DECEMBER – Connection

December’s Elevation Declaration…

CONNECTION – Weaving your own web

Screensaver you may wish to use as a reminder

Journalling Session

If questions don’t seem to fit or theres no clear answer, or creative way to interpret it, just skip it.

Typically, when I think about December, I know I can usually expect….

And my higher self would remind me that…

Thinking about 2022, something I’d love to leave behind this year, or a project I’d like to complete before the year ends is….

Something that I’ve been holding onto is….

I know I need to dis-connect from….

Secretly, this month, I’d really love …

Something I know deep down needs addressed is….

The aspect of my life where I’m lacking ‘connection’ most right now is…

The chakra/energy centre I feel is most DIS-connect right now is…

An elevated emotion I want to connect more to this month is…

The chakra/energy centre I feel is most connected and stable right now is…

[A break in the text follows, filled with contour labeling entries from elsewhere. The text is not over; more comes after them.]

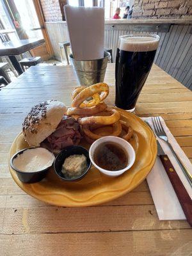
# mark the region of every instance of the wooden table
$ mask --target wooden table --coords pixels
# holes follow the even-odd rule
[[[31,49],[41,45],[44,42],[44,39],[26,39],[0,43],[0,56],[8,56],[14,68],[18,74],[20,75],[23,73],[23,71],[15,55],[21,54],[31,50]]]
[[[115,64],[109,64],[108,103],[114,102]],[[186,221],[159,221],[146,181],[102,205],[56,207],[26,195],[10,174],[8,156],[22,120],[35,104],[49,99],[70,104],[77,84],[71,66],[36,66],[0,92],[1,256],[189,255]],[[141,116],[161,115],[192,158],[192,93],[154,65],[137,104]]]

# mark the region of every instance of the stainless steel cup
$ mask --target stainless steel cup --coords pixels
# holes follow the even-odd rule
[[[104,51],[103,58],[93,60],[77,60],[73,58],[72,54],[70,54],[70,60],[80,85],[89,86],[104,81],[111,54]]]

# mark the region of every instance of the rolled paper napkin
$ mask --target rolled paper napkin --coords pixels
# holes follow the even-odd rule
[[[104,10],[99,7],[64,6],[73,58],[77,60],[104,57]]]

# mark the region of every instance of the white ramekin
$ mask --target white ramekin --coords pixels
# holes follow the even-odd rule
[[[125,168],[120,170],[118,171],[109,171],[105,169],[102,169],[96,164],[94,161],[93,157],[94,152],[95,152],[96,148],[99,146],[99,145],[103,143],[104,142],[114,142],[119,145],[120,147],[124,148],[125,152],[127,152],[129,162],[127,166]],[[135,161],[135,152],[131,145],[125,140],[122,139],[121,138],[112,136],[102,137],[94,141],[90,147],[89,156],[92,164],[97,169],[98,169],[102,173],[111,177],[116,177],[124,173],[127,170],[131,168]]]

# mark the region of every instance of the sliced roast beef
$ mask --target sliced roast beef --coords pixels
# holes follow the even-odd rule
[[[41,146],[51,151],[60,151],[68,146],[79,144],[81,138],[79,123],[72,117],[64,116],[56,131]]]

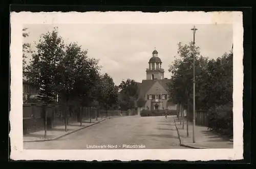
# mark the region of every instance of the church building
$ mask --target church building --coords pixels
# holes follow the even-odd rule
[[[146,78],[140,84],[138,100],[144,100],[145,103],[142,107],[138,107],[139,111],[143,109],[176,109],[176,105],[169,100],[167,90],[170,79],[164,77],[162,63],[158,51],[155,49],[146,69]]]

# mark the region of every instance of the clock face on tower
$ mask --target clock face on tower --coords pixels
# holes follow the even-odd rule
[[[146,69],[146,79],[163,79],[164,72],[162,61],[158,57],[158,52],[155,49],[148,62],[148,68]]]

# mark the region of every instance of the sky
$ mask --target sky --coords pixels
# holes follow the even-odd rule
[[[177,44],[188,44],[193,41],[191,24],[27,24],[29,36],[24,42],[38,42],[40,35],[58,27],[58,33],[65,43],[77,42],[88,57],[99,60],[101,72],[108,73],[119,85],[127,78],[141,82],[146,79],[146,69],[155,49],[158,51],[164,77],[169,78],[169,65],[178,57]],[[196,45],[201,54],[209,59],[221,57],[229,52],[232,44],[231,24],[195,25]],[[31,59],[29,55],[28,60]]]

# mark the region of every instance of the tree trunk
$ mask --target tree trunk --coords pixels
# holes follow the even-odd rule
[[[182,120],[181,119],[182,118],[182,105],[181,103],[180,104],[180,124],[182,123]]]
[[[180,104],[177,103],[177,117],[178,120],[180,120]]]
[[[45,105],[45,138],[46,138],[47,135],[47,104]]]
[[[181,112],[182,114],[182,129],[184,129],[184,107],[182,107],[181,108],[182,111]]]
[[[90,112],[90,123],[92,122],[92,107],[89,107],[89,112]]]
[[[82,126],[82,114],[83,114],[83,107],[80,107],[80,126]]]
[[[186,118],[187,119],[187,137],[189,136],[188,133],[188,114],[189,114],[189,98],[187,99],[187,115]]]
[[[67,108],[65,109],[65,117],[64,117],[64,122],[65,122],[65,131],[67,131],[67,126],[68,125],[68,120],[67,120]]]

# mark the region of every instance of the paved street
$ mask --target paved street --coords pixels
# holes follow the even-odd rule
[[[135,116],[106,119],[56,140],[24,143],[24,148],[87,149],[95,145],[108,149],[108,145],[112,145],[114,148],[122,149],[126,145],[142,146],[144,149],[186,149],[179,144],[173,117]]]

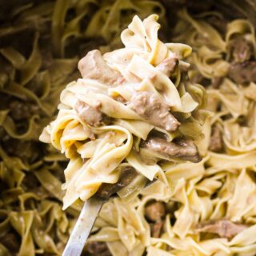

If all of my needs were met, everyone was happy and cared for, and I had the freedom, means and ways to live my joy, I would spend my time…..

Daily Journal Prompt

Seasonal Living Ideas for December

Get sunlight in your eyes, as soon as possible, even if it isn’t bright sunshine. Using a light box or even turning your overhead lights on at home will still kick start circadian rhythm, but aim to go outside for natural daylight as early as you can. Many people leave for work in the dark, are stuck inside, then come home to artificial light. Even 10 minutes having a cuppa on your morning break will help.

If you struggle with SAD, keep a light box on during day when you’re working. If you spend a lot of time indoors in the daytime, I highly recommend getting a simple light box, which contains roughly 10,000lux, as this has been shown to improve mood and energy levels in those who find Autumn and Winter difficult. I use this one.

Red light therapy is also very effective for mood, energy, as well as collagen and hormone health.

Get some stimulating movement in on a morning – barefoot boogie, sun salutations, Qigong, rebounding, or a brisk dog walk.

On a night time, use low level lights rather than overhead lights. Candles and salt lamps create a cosy warmth that remind the system of campfires, helping to produce melatonin. As always, stay off blue light on a night, avoiding screentime.

Embrace the cosiness and start to live more seasonally. We are not meant to be on the go, non-stop all year. If that feels impossible this year, rest when you can, observe and record, and think about how you can prepare for change next year.

Nap if you need one in the afternoon. Ayurvedic wisdom suggests not supressing natural urges, and that includes tiredness and hunger in the winter time.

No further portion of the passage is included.